Esses fatos me vieram à mente com a impressionante onda provocada pela comercialização dos Tamagotchis, pequenos "seres" digitais inventados por uma companhia japonesa, Bandai Digital Entertainment, que se comportam como seres vivos. Eles nascem a partir de pequenos ovos (uma imagem na pequena tela de cristal líquido – Tomagotchi significa "adorável ovinho" em japonês), emitem sinais para o seu dono cada vez que "sentem fome" e precisam ser alimentados (pressionando-se um botão), manifestam prazer quando vêem o dono, dormem e acordam, etc. Outro botão serve para "castigar" o Tamagotchi de vez em quando. Se você cuidar bem dele, ele evolui para uma entre 12 outras criaturas diferentes. O brinquedo já vendeu milhões de exemplares no Japão e outros países do Sudeste Asiático e agora estão invadindo a Europa e os EUA (presume-se que chegarão ao Brasil ainda este ano), e provocou fenômenos muito interessantes que demonstram essa ligação emocional que surge entre homem e máquina, quando ela simula seres vivos e pensantes. Segundo pessoas que se tornaram donos dessas gracinhas,a coisa é divertida no começo, mas logo se torna muito chato atender às suas "exigências".
Só para dar alguns exemplos, existem donos dos Tamagotchis que pararam de trabalhar ou de estudar, apenas para "tomar conta" de seus filhotes. Foram criadas "creches" de Tamagotchis, que em troca de uma módica quantia, tomam conta para você do seu Tamagotchi quando você tem que viajar ou trabalhar. Surgiram também cemitérios de Tamagotchis (pois eles "morrem" depois de um certo tempo, ou se ficarem sem alimento, ou muito abandonados...) e home-pages na Internet onde o dono pode declarar seu amor por eles ou deixar mensagens de epitáfio.
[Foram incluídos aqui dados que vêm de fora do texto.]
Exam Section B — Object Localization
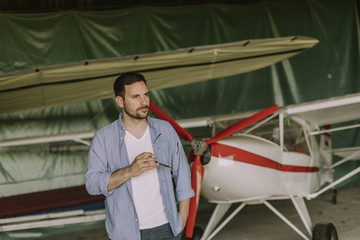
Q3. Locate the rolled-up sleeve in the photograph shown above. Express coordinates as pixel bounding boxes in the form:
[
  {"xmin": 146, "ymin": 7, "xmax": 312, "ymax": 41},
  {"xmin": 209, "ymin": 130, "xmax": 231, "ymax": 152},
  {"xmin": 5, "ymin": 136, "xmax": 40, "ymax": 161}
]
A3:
[
  {"xmin": 171, "ymin": 124, "xmax": 195, "ymax": 201},
  {"xmin": 85, "ymin": 131, "xmax": 114, "ymax": 196}
]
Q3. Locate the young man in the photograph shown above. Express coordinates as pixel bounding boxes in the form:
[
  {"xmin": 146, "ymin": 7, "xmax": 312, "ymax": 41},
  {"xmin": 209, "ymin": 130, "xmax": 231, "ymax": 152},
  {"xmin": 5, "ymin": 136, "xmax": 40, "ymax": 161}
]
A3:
[{"xmin": 85, "ymin": 72, "xmax": 194, "ymax": 240}]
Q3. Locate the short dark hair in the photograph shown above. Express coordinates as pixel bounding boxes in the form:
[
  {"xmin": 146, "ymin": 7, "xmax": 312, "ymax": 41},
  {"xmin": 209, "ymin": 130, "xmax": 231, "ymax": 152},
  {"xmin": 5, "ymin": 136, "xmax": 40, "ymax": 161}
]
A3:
[{"xmin": 114, "ymin": 72, "xmax": 147, "ymax": 99}]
Como não poderia deixar de ser, a fértil imaginação humana começou a criar mil variantes para os Tamagotchis (em uma das variantes, dois Tamagotchis podem ser acoplados para travar batalhas sanguinolentas, que terminam com a morte de um deles). Isso nos permite prever que logo deverão surgir "sociedades" de Tamagotchis, com especializações profissionais, donas de casa, crianças e adultos, etc., que poderão interagir entre si de muitas maneiras diferentes; envolvendo os seres humanos reais.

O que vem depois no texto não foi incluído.